– Be sure the door to our room is closed when the dog with muddy paws comes tearing into the house because, it turns out, she WILL jump on our bed. Specifically my pillow.
– While washing the sheets (see above), see if I can find the mattress pad. Seriously, how can it just disappear?
– Remember to give Tess some choices of independent activities. And while I’m at it, put out of reach all things she might decide to do “all by herself.” Nail polish, lipstick and Exacto knives come to mind. . .
– Speaking of sharp things, when the littlest thinks my razor is a sucker in the shower and shaves off some taste buds, it WILL bother me but WON’T bother her. Good to know. Also, put up razors OR give up smooth legs . . . it’s for safety!
– Don’t feel bad/guilty/like a failure for not training for the half-marathon. I am sick. I feel like there is a lava lamp in my sinuses. Running would make me cough more. Right?

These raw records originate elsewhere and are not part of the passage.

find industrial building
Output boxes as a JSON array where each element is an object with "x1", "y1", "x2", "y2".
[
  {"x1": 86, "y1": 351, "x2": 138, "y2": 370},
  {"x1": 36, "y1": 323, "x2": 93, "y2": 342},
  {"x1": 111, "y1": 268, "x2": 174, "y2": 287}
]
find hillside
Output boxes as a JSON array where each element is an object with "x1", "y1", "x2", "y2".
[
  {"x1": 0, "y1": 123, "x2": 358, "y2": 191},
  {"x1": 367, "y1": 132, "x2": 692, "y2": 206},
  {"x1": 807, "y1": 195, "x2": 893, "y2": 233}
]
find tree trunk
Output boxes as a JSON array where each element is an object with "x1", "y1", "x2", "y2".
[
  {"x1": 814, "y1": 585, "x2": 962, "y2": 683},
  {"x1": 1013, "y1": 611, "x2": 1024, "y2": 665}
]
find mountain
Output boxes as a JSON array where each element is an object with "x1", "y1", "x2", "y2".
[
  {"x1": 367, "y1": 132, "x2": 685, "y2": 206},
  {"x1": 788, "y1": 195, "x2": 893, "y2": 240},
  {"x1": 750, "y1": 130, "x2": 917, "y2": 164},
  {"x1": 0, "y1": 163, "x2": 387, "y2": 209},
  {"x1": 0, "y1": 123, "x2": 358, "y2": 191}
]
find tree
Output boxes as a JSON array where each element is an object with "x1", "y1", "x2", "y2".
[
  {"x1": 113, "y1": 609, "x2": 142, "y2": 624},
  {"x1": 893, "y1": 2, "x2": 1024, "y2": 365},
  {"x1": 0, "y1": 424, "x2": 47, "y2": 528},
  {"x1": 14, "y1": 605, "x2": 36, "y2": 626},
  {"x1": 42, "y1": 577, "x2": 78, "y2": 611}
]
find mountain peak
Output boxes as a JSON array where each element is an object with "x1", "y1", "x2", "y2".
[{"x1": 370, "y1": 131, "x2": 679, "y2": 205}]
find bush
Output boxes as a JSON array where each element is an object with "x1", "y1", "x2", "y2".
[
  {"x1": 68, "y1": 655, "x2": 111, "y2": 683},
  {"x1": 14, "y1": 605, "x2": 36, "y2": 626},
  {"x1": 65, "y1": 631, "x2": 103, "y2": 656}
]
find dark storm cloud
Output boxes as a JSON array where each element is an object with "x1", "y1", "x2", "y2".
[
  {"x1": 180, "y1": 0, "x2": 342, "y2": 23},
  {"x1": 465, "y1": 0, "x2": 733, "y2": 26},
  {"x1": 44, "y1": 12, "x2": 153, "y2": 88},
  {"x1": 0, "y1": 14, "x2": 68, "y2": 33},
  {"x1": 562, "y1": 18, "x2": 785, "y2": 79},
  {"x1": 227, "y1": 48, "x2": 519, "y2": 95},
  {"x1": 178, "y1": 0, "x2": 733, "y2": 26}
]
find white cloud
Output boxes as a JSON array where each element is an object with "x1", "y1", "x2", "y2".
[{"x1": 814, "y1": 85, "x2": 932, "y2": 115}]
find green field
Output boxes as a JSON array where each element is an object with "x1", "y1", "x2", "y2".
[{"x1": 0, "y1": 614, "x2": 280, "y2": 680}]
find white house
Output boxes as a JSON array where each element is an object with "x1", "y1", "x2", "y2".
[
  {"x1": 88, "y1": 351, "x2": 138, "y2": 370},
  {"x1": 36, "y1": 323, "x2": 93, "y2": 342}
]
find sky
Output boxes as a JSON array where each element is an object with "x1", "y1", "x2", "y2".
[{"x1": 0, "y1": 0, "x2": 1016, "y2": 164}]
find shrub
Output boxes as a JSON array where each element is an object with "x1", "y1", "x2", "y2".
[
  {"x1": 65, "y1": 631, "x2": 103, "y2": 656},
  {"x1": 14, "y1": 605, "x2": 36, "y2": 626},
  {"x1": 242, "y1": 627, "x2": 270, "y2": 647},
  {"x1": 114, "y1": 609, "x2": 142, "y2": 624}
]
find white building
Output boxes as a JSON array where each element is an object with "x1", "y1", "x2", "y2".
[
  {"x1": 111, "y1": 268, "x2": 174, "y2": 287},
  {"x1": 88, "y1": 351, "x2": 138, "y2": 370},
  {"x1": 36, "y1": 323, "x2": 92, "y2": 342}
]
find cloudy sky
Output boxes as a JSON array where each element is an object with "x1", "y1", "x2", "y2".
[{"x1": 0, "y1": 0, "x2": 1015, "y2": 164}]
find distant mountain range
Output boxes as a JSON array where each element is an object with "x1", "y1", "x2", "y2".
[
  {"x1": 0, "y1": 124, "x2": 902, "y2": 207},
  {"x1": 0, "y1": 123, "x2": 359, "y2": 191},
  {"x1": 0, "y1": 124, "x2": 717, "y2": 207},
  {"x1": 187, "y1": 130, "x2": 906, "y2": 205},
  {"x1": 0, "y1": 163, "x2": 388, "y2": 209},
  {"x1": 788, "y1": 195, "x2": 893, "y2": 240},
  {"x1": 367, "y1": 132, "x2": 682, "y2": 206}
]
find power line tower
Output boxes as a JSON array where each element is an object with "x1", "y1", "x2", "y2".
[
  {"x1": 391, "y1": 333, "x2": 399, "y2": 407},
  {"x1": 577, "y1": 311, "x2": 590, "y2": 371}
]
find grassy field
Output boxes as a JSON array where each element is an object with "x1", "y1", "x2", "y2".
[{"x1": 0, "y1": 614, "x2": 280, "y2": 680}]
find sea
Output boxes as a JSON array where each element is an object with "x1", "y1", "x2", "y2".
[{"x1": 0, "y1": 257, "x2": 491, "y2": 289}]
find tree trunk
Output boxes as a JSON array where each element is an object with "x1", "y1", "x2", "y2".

Right?!?!
– See above again. And one more time . . .
– If you take NyQuil at 1 am, you won’t wake up until 10:30 am. You may be out of bed but you won’t be with it.
– Always ask clarifying questions. When Tess came in and asked if we could have some Girl Scout cookies, I assumed it was the annoying little girl down the street and not the nice lady next door trying to give us some boxes.
– Work on judging people. Maybe the little girl isn’t annoying after all.
– We need ketchup. Ketchup and butter. Ketchup, butter and oil so that I can start in on my Me and Ree resolution.
– It looks like spring? But it’s not. Keep that in mind.
– I think we have crossed into Unschooling territory and that is okay.
– Kiss my husband for doing the laundry yesterday without being asked.
*I know that some of these memos make the house sound like a danger-fest. It’s not – the girls just have magnetic personalities. Magnets for DANGER that is. Add to the list – Buy hair color.